A chamada também apresentava a oportunidade de empresas formarem consórcios pré-competitivos voltados à realização de projetos de pesquisa em conjunto. O número de propostas desse tipo, contudo, ficou muito aquém da expectativa, disse Pacheco.
“Há uma dificuldade no Brasil de conseguir construir soluções que em vários lugares do mundo são relativamente comuns. Os grandes centros que foram criados e espalhados pelos Estados Unidos por meio do programa norte-americano de manufatura avançada são basicamente consórcios pré-competitivos com a participação de 200, 300 associados, entre empresas, universidades e centros de pesquisa”, disse.
Segundo Pacheco, no caso do Brasil, muito do que precisará ser feito para desenvolver a indústria 4.0 ou manufatura avançada no país também requererá um esforço de criar capacitação e condições para as empresas poderem avançar por conta própria.
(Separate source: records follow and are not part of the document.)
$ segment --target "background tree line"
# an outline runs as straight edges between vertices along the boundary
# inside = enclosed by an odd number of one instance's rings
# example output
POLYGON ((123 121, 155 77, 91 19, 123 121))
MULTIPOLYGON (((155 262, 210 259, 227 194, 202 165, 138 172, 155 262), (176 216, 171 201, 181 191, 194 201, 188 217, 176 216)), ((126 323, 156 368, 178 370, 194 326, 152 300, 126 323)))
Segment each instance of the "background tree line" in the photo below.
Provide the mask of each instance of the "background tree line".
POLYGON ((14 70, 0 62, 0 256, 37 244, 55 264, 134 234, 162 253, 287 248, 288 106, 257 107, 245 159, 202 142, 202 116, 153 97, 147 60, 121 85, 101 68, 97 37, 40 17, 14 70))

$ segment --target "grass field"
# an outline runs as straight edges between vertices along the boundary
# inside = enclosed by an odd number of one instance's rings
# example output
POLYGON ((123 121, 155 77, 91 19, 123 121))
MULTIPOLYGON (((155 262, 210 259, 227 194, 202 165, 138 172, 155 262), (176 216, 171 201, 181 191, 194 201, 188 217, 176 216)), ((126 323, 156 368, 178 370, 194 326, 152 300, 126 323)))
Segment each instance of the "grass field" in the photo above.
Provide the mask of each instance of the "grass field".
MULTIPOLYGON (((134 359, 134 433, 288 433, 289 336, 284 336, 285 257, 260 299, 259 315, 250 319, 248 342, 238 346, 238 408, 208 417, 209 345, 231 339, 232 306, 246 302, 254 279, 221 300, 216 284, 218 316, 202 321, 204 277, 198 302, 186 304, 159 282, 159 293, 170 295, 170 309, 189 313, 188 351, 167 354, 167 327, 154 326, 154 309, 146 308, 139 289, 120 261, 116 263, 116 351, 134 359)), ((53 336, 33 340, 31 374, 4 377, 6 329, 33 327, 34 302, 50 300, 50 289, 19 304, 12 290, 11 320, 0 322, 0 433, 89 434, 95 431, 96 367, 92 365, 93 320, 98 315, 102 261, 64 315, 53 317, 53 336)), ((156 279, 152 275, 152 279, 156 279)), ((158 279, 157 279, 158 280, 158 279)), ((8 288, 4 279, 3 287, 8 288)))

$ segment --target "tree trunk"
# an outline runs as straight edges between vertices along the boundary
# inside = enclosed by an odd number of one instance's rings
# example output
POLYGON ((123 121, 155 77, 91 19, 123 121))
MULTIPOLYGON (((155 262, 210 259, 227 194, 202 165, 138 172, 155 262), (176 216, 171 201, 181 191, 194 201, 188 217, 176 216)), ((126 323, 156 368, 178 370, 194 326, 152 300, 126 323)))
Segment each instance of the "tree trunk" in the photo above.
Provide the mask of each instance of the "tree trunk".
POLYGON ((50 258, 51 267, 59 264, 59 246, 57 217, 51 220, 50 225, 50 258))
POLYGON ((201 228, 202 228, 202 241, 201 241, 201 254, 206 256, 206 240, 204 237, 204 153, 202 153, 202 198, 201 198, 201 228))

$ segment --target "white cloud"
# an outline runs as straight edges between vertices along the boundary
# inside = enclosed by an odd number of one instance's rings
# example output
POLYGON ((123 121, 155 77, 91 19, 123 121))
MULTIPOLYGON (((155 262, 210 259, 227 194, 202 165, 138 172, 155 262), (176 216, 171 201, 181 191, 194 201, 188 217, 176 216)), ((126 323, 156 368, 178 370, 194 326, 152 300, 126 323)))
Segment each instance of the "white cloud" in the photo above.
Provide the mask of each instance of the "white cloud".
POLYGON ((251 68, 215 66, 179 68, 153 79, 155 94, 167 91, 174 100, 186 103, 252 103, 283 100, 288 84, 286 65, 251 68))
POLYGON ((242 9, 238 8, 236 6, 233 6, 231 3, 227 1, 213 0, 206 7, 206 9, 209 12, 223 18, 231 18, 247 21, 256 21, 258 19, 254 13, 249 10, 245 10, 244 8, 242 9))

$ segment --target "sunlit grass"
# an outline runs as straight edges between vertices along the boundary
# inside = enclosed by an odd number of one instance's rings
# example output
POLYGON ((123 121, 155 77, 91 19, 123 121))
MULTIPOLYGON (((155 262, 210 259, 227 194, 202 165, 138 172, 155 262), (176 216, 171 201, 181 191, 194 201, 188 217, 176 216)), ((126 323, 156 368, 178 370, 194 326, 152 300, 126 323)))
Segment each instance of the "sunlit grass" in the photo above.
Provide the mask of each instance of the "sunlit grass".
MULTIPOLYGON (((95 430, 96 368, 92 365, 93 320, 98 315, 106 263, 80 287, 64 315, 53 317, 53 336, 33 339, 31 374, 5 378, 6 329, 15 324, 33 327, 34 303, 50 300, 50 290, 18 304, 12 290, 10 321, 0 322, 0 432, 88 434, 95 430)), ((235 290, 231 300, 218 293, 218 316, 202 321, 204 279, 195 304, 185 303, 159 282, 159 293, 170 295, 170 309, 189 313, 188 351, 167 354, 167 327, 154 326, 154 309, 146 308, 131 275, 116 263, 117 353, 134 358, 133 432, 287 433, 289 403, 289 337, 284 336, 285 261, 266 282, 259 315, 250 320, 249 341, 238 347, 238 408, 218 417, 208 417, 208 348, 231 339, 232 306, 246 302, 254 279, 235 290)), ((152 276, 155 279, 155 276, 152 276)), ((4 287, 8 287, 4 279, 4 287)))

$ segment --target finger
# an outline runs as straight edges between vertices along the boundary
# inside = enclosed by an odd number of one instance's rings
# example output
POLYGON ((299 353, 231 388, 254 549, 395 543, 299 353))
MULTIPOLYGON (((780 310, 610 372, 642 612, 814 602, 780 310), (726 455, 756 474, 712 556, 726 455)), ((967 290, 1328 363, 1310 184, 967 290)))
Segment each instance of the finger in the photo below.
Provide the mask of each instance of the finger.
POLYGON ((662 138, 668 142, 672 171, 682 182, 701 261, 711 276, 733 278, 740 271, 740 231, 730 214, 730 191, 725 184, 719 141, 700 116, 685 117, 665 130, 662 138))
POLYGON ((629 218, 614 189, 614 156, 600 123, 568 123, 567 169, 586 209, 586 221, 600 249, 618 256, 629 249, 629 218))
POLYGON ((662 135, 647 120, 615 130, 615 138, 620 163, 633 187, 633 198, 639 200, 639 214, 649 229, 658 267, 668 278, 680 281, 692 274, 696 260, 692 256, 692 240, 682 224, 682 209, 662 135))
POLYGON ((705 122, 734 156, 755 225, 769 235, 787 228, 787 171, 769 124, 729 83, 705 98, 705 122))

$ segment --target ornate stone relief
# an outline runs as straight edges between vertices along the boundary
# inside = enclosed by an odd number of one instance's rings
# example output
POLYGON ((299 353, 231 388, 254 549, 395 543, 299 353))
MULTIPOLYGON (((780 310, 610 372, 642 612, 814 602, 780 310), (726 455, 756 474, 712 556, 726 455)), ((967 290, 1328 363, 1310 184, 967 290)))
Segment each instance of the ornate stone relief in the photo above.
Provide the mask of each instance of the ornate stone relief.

“Cada empresa vai criar suas próprias soluções, ter seus produtos e suas soluções proprietárias para poderem ofertá-los. Mas há muitas coisas que precisam ser feitas de forma pré-competitiva, em um esforço conjunto de várias empresas”, avaliou.
Velocidade maior
Na avaliação de João Emilio Gonçalves, gerente executivo de política industrial da Confederação Nacional da Indústria (CNI), a disseminação das tecnologias da indústria 4.0 terá uma velocidade imensamente maior do que em momentos anteriores de transformação da forma de produzir.
“A chegada e a consolidação da indústria 4.0 será muito mais rápida do que em casos anteriores. Por essa razão, as principais nações industrializadas inseriram o desenvolvimento da indústria 4.0 no centro de suas estratégias de política industrial para preservar e aumentar sua competitividade”, disse Gonçalves.
O Brasil precisa com urgência se adequar a essa realidade, uma vez que, na opinião dele, a capacidade de a indústria nacional competir internacionalmente dependerá da habilidade do país de promover essa transformação.
“A indústria 4.0 está aí, é a nossa chance, não podemos perder esse bonde. Desperdiçar a oportunidade criada pela indústria 4.0 será imperdoável”, disse Gonçalves.
Segundo ele, o Brasil terá um duplo desafio para se inserir na realidade da indústria 4.0: buscar a incorporação e o desenvolvimento das soluções tecnológicas e ter agilidade para evitar que a distância em termos de competitividade para os principais competidores aumente.